My General Lee is 33.5 roll'n 24's, a 48 spoke rear, and a mod Marz. fork. BTW the stem/bars/post are heavy as hell. (all steel) I could probably shave off a pound or so with better components.


----------



## Lickqid (Aug 9, 2005)

well, I just rode the park on halo SAS wheels (36 spoke compared to the FUNN 48 spokes I was running). Even that made a huge difference in the feel of the bike, I just love it more and more as it gets lighter and lighter.
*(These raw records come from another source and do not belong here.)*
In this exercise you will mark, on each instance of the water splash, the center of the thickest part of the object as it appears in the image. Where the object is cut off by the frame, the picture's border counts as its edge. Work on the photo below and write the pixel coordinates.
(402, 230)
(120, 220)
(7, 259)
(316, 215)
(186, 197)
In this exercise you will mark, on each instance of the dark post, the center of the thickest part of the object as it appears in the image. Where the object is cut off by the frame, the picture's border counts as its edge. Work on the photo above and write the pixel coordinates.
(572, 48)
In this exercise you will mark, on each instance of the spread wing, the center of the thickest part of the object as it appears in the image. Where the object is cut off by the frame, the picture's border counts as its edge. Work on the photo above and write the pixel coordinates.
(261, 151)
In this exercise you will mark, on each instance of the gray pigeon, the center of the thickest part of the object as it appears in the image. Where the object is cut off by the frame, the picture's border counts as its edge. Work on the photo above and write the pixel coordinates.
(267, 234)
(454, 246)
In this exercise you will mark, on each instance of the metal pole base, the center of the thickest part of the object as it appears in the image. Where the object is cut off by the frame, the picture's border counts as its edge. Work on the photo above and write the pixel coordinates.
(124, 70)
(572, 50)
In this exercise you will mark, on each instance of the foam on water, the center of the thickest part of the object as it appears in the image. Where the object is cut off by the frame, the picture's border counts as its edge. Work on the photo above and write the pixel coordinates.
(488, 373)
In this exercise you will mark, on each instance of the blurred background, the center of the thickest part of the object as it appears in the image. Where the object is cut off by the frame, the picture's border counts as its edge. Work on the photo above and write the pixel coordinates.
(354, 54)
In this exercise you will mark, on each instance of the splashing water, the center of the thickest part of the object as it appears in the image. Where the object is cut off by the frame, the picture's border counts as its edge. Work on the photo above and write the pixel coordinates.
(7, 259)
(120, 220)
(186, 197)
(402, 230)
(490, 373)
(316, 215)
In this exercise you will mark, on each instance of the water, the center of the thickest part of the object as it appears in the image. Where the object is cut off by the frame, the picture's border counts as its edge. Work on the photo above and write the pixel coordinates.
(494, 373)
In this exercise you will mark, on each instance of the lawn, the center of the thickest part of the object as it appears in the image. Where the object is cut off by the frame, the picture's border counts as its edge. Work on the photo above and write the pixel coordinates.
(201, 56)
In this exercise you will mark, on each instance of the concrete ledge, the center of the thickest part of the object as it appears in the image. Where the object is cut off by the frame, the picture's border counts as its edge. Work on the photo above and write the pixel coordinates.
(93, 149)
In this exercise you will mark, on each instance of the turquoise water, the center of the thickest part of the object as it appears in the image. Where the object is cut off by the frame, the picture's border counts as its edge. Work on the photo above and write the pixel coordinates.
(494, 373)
By the end of next week a gold label series 2 should be on there, shaving a good 2 lbs at least off the mars DJ2. So we'll see


----------



## pavement_hurts (May 13, 2006)

35 lbs is fine for a dedicated park bike. riding around in the streets could be a pain in the ass though. for me, as long as the front end is light i'm good to go. on the plus side, if you stick with the weight you'll develop some manly forearms.


----------



## joshfromkent (Jun 21, 2006)

*my last lite bike*

before my xenia, which weighs 33lbs, i had a specialized p.3 that i built up that weighed a cool 24lbs. i don't know if you'd want to go really light like that, the bike was very flickable, but it was squirrely on the trails and at the park.i wound up have to put heavier wheels on it to make it ridable. 35lbs. isn't bad, but you can easily drop that bike down to 30.


----------



## gigatech (Jan 2, 2007)

mine weighs in at exactly 30 pounds, of course i welded the frame out of steel so thats the most of the weight. and each tire and rim weights 4 lbs, so ya.. whatever im not a weight weenie.


----------